I am a 5th year PhD student in the Department of Computer Science at Columbia University. I am part of the Spoken Language Processing Group, directed by Dr. Julia Hirschberg. My current research involves identifying spoken cues to deception, and examining cultural and gender differences in the way that people communicate and perceive lies. I am currently funded through an NSF-GRFP fellowship and I am an IGERT fellow.
Last semester I co-taught a course called Computational Models of Speech and Language, along with Dr. Michelle Levine.
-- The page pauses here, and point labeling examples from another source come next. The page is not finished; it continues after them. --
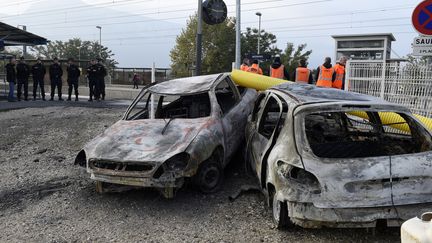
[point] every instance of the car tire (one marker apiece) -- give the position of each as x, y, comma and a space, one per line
279, 212
210, 176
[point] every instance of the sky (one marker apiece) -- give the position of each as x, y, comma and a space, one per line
141, 32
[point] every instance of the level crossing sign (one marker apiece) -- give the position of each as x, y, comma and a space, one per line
422, 18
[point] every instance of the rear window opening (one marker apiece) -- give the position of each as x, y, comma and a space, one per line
364, 134
170, 106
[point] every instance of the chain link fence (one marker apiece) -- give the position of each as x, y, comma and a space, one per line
402, 83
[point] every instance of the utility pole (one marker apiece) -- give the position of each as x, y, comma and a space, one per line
100, 39
259, 31
199, 40
24, 46
238, 35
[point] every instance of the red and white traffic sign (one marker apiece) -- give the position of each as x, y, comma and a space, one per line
422, 18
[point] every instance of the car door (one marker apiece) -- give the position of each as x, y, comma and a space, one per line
232, 115
411, 173
267, 124
349, 174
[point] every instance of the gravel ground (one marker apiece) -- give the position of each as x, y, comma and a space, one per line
45, 198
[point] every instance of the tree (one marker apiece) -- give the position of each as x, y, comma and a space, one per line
249, 45
77, 49
291, 56
218, 48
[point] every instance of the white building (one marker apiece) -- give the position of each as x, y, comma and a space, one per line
370, 47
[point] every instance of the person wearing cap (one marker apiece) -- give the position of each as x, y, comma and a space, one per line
277, 69
11, 78
245, 64
255, 68
92, 77
73, 76
38, 73
100, 82
56, 73
302, 74
23, 73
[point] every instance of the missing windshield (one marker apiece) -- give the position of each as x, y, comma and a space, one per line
158, 106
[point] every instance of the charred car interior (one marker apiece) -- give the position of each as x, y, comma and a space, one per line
342, 135
177, 130
330, 158
172, 106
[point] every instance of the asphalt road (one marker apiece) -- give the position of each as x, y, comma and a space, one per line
45, 198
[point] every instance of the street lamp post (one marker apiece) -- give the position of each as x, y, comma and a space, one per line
259, 31
100, 39
24, 46
238, 35
199, 40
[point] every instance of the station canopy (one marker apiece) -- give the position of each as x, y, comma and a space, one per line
12, 36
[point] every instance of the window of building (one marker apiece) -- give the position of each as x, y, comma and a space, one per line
360, 44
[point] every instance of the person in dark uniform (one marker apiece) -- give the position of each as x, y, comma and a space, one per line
56, 74
38, 72
23, 73
92, 77
73, 76
100, 84
11, 78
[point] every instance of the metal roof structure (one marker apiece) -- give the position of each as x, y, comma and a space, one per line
12, 36
387, 35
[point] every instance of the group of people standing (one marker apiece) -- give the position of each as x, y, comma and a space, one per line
20, 72
326, 75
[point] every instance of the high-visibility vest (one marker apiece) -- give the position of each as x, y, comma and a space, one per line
302, 75
340, 72
255, 69
277, 72
244, 67
325, 77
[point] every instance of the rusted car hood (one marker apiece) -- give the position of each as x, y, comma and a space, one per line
142, 140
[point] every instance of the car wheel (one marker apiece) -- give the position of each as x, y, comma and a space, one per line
279, 213
210, 176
The goal of this work is to automatically detect deception using acoustic-prosodic and lexical-syntactic cues. We are interested in exploring the factors that play a role in deception and deception detection, such as culture, gender, and personality. Toward that end, we have collected a large corpus of deceptive and non-deceptive speech, comprised of conversations between adult native speakers of American English and of Mandarin Chinese. We are applying machine learning techniques to automatically identify deceptive statements, and exploring individual differences between cultures, genders, and personalities in deceptive behavior.
Collaborators: Julia Hirschberg, Andrew Rosenberg, Michelle Levine, Guozhen An
Automatic identification of speaker traits such as gender, age and emotional state from speech is an important problem for personalized speech-driven services. In this work, we present a novel approach that leverages pitch feature trajectories with the goal of identifying the speaker’s gender with as little speech as possible.
We use the f0 (fundamental frequency) trajectory, the most discriminative feature between male and female speech, but instead of computing summary statistics of the f0 trajectory, we use the entire trajectory as input to the classifier. We model these trajectories as “text” input with each token corresponding to the binned f0 value. Our results show that the trajectory approach can be useful for obtaining fairly accurate gender predictions with as little as one second of speech.
Collaborators: Taniya Mishra, Srinivas Bangalore
In conversation, people tend to become similar to their dialogue partner by adopting lexical, acoustic, prosodic, and syntactic characteristics of the interlocutor’s speech. Research shows that this phenomenon, known as entrainment, is associated with task success and dialogue quality. We studied entrainment patterns in the Supreme Court corpus, and examined relationships between trial success and entrainment between lawyers and justices. We used Amazon Mechanical Turk to preprocess the data and excise noisy areas in the audio files that skew the analysis process. We found that lawyers entrain more than justices, supporting the theory that the less dominant interlocutor is more likely to entrain to the more dominant speaker.
Collaborators: Julia Hirschberg, Rivka Levitan